Узкий дом в два подъезда с обшарпанным фасадом и черепичной крышей находился на тихой улице в трех кварталах от Национального музея. Здесь на третьем этаже помещалась конспиративная квартира, давно пустовавшая. Квартира была куплена несколько лет назад на имя некоего пана Туновского, коммивояжера, который по роду своей профессиональной деятельности и в прежние времена бывал в Праге раз в пятилетку, а сейчас и вовсе исчез.

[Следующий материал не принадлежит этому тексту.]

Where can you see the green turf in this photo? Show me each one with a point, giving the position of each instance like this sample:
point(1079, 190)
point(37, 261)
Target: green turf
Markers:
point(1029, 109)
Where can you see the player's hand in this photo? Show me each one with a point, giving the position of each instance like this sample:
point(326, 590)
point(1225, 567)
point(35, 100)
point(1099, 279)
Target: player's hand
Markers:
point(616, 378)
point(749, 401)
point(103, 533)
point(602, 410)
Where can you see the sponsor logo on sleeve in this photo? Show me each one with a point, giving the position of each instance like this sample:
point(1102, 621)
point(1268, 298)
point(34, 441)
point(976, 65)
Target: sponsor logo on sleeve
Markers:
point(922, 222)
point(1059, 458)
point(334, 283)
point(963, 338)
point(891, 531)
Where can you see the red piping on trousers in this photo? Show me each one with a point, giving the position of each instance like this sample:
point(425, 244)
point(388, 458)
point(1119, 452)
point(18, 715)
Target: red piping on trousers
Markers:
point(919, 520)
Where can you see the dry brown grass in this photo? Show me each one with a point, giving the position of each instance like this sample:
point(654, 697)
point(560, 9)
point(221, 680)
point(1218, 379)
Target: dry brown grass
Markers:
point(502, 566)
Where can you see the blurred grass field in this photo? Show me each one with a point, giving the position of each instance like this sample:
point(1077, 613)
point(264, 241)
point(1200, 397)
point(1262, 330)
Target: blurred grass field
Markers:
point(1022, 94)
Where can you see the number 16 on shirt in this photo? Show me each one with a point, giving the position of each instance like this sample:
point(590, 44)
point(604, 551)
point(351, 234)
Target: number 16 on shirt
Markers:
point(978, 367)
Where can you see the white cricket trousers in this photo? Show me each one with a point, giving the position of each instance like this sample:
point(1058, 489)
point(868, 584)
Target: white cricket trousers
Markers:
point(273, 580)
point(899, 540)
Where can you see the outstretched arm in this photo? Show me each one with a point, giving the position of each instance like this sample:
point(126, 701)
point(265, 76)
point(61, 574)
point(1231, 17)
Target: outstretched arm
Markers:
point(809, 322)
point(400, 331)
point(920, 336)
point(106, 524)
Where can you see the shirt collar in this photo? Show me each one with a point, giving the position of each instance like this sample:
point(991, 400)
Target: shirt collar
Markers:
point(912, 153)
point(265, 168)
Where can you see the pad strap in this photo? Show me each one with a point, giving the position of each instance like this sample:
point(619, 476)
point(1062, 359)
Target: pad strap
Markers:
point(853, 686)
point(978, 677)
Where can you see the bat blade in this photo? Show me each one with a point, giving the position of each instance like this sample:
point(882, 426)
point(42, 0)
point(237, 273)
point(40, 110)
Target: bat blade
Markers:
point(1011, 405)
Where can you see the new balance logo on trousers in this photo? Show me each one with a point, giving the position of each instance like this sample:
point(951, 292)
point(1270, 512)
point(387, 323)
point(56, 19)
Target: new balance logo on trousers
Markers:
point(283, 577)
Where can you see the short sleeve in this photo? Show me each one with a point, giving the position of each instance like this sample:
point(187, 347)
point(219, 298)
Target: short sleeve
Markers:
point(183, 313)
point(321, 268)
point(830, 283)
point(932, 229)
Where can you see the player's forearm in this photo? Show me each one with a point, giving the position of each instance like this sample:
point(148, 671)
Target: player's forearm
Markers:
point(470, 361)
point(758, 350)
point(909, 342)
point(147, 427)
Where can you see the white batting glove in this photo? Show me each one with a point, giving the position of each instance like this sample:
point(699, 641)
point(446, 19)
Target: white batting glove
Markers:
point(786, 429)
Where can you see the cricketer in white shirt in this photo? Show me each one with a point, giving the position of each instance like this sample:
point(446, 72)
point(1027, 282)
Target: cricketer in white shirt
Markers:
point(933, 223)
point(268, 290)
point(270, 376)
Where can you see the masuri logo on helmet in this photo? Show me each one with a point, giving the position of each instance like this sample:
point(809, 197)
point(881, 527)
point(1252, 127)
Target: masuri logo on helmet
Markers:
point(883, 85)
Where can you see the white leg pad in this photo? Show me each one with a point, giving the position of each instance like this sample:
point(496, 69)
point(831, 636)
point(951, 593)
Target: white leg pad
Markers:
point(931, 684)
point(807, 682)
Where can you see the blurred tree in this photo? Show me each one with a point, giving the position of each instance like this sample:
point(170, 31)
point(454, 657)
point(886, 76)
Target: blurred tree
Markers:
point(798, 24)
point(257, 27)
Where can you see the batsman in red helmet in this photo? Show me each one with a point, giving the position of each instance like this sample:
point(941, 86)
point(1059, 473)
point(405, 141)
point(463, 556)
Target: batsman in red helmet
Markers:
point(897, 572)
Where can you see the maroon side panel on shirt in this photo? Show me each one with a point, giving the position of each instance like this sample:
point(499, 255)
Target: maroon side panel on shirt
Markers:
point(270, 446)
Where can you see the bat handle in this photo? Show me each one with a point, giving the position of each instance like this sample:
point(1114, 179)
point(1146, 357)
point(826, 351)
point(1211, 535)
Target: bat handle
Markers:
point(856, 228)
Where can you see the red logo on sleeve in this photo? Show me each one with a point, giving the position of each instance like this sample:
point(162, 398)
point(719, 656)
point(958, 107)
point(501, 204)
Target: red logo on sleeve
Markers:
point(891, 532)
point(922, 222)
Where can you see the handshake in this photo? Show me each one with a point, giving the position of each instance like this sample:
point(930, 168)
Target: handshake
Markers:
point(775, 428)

Вечером дождь, ливший из дырявых туч, неожиданно кончился. Колчин, прошагав до угла, где светилась тусклыми неоновыми буквами вывеска пивного погребка, остановился, прикурил сигарету. Снизу, из пивной, доносились звуки аккордеона и нестройный хор мужских голосов, пытавшихся грянуть какую-то песню. Колчин задрал голову кверху, разглядывая окна третьего этажа на противоположной стороне улицы. Свет горит, значит, Ярослав Пачек на месте.
Колчин перешел улицу, прочитал табличку, прикрепленную на фасаде: «Ветеринарная лечебница в подвале». Он потянул на себя массивную дверь подъезда, над головой заскрипела ржавая пружина. На площадке первого этажа, освещенной пыльной лампочкой, Колчин столкнулся с неряшливой старухой с длинной крысиной физиономией, обвязанной шерстяным платком. Старуха опустила голову, шмыгнула куда-то под лестницу и исчезла.
Лифта в доме не оказалось. По темной лестнице Колчин, хватаясь за железные перила, поднялся на третий этаж, нащупал кнопку звонка, надавил на нее пальцем. Звонок отозвался странным неприятным звуком, будто пробили склянки в треснувший судовой колокол.
Ярослав Пачек открыл дверь и пропустил гостя в просторную прихожую.
В квартире не чувствовалось запахов человеческого жилья, здесь пахло пылью, спертым застоявшимся воздухом и, как ни странно, густым аптечным духом. Видимо, плохо работала вентиляция, и наверх попадали запахи ветеринарной лечебницы. Бросив плащ на стул, Колчин прошел в большую комнату с высокими потолками, сел на старый продавленный диван и осмотрел просторную комнату.